Im September 2008 haben zumindest 65 Prozent der 18-29-Jährigen gesagt, sie würden sich mit der Wahl beschäftigen, im September 2012 sagen dies nur noch 48 Prozent. Auch bei den Älteren ist das Interesse geschwunden, wenn auch nicht so stark. 2008 gaben 35 Prozent der Altersgruppe an, sie würden die Wahlkampfnachrichten genau verfolgen, jetzt sagen das gerade noch 18 Prozent. Und hatten 2008 noch 72 Prozent behauptet, sie seien entschlossen, zur Wahl zu gehen, sagen dies jetzt nur noch 63 Prozent - und überlassen damit das Feld den älteren Menschen. Von den 50-64-Jährigen wollen hingegen 90 Prozent zur Wahl gehen, 2 Prozent mehr als 2008, und von den über 65-Jährigen sogar 91 Prozent, 4 Prozent mehr als 2008.

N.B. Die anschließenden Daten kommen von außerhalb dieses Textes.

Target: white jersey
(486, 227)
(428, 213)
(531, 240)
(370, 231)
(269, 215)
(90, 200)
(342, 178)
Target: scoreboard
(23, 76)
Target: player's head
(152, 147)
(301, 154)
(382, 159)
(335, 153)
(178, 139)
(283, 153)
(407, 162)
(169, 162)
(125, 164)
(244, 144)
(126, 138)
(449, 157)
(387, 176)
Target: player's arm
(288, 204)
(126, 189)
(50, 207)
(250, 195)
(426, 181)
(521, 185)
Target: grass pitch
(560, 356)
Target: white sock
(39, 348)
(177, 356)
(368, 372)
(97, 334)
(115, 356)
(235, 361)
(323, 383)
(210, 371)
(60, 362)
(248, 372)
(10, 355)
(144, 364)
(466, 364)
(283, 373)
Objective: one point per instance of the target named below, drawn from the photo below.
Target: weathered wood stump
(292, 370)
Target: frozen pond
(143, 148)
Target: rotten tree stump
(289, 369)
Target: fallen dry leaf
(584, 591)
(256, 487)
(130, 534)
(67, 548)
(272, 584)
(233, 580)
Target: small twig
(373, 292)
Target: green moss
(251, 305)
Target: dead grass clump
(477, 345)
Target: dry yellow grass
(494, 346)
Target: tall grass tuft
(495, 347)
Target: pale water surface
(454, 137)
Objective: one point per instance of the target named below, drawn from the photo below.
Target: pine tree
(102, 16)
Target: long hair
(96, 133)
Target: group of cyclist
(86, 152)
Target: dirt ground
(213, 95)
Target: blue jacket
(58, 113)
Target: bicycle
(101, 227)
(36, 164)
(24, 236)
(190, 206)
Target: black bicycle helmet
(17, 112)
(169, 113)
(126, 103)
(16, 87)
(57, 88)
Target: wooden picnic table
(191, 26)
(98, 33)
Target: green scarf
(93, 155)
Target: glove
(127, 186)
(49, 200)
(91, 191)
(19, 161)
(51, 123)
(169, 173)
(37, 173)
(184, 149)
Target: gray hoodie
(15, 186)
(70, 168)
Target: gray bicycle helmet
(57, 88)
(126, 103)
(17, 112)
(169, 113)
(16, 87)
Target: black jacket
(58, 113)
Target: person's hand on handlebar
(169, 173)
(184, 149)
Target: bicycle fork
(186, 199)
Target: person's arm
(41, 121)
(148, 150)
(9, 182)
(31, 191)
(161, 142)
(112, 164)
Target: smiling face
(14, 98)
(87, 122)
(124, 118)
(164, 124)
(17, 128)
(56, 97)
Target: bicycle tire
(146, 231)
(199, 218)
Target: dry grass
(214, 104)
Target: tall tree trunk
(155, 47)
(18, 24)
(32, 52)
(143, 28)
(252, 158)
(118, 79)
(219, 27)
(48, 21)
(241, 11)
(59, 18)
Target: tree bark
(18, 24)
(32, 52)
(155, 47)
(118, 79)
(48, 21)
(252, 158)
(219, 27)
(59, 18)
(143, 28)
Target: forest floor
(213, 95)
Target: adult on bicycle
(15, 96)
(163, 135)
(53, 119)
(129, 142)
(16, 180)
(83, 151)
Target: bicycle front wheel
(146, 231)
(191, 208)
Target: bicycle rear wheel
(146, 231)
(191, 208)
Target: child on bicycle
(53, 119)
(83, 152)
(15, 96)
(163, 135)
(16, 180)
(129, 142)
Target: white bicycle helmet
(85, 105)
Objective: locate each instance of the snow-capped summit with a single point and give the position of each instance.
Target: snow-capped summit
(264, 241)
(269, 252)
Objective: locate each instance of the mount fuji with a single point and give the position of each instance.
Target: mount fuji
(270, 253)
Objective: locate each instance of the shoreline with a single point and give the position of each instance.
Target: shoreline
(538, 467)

Und es wollen nicht nur weniger wählen gehen, es haben sich auch nach Umfragen, die seit Beginn des Jahres geführt wurden, weniger junge Menschen als früher als Wähler registrieren lassen, wobei schon die Auskunft seltsam ist, dass gerade einmal 50 Prozent sagen, sie wüssten mit Sicherheit, dass sie registriert seien. 61 Prozent sagten dies noch 2008. Mehr als 80 Prozent sicher sind die Menschen über 50 Jahre. So wächst nicht nur demografisch den älteren Menschen mehr politische Macht zu, sondern die jungen Menschen lassen dies auch zu, weil sie zunehmend von der Politik bzw. von diesem politischen System für sich nichts mehr erwarten. Für viele scheint die Wahl zwischen Obama und Romney keine wirkliche Wahl zu sein, was die Chancen für Romney steigen lassen könnte.

Auch wenn Obama von den jungen Menschen deutlich Romney vorgezogen wird, ist der Abstand nicht mehr so groß wie 2008 zu McCain. Einen deutlichen Vorsprung hält Obama weiter bei den Frauen, bei allen Nichtweißen und vor allem bei den Schwarzen. Bei den jungen Weißen liegt er nur noch gleichauf mit Romney.

Allerdings sinkt nicht nur auch das politische Interesse der an sich republikanisch orientierten jungen Menschen ebenso ab, sondern auch der Anteil der gemäßigten und liberalen Republikaner in allen Altersgruppen, die sich für den Wahlkampf interessieren und wählen gehen wollen. Er ist um 16 Prozent von 89 Prozent auf 73 Prozent gesunken, bei den konservativen Republikanern jedoch nur um 2 Prozent auf jetzt 90 Prozent. Bei den Demokraten ist das Interesse um 5 Prozent eingebrochen, bei den Unabhängigen um 8 Prozent, gleich ob eher liberal oder konservativ orientiert.

Anders als in den meisten anderen Demokratien, in denen auch kleinere Parteien eine Chance haben und es ein Mehrparteiensystem gibt, kann sich im plutokratischen Zwei-Parteien-System in den USA wenig bewegen. Aber das ist nur ein Grund, schließlich sinkt allgemein die Wahlbeteiligung in allen demokratischen Systemen, auch wenn sie mehr Optionen an Wahlmöglichkeiten und eine größere Durchlässigkeit für neue Parteien bieten. Aber daraus sollte man wohl nicht den Schluss ziehen, dass das Interesse an Demokratie sinkt, sondern eher das an deren Organisation als Parteiensystem.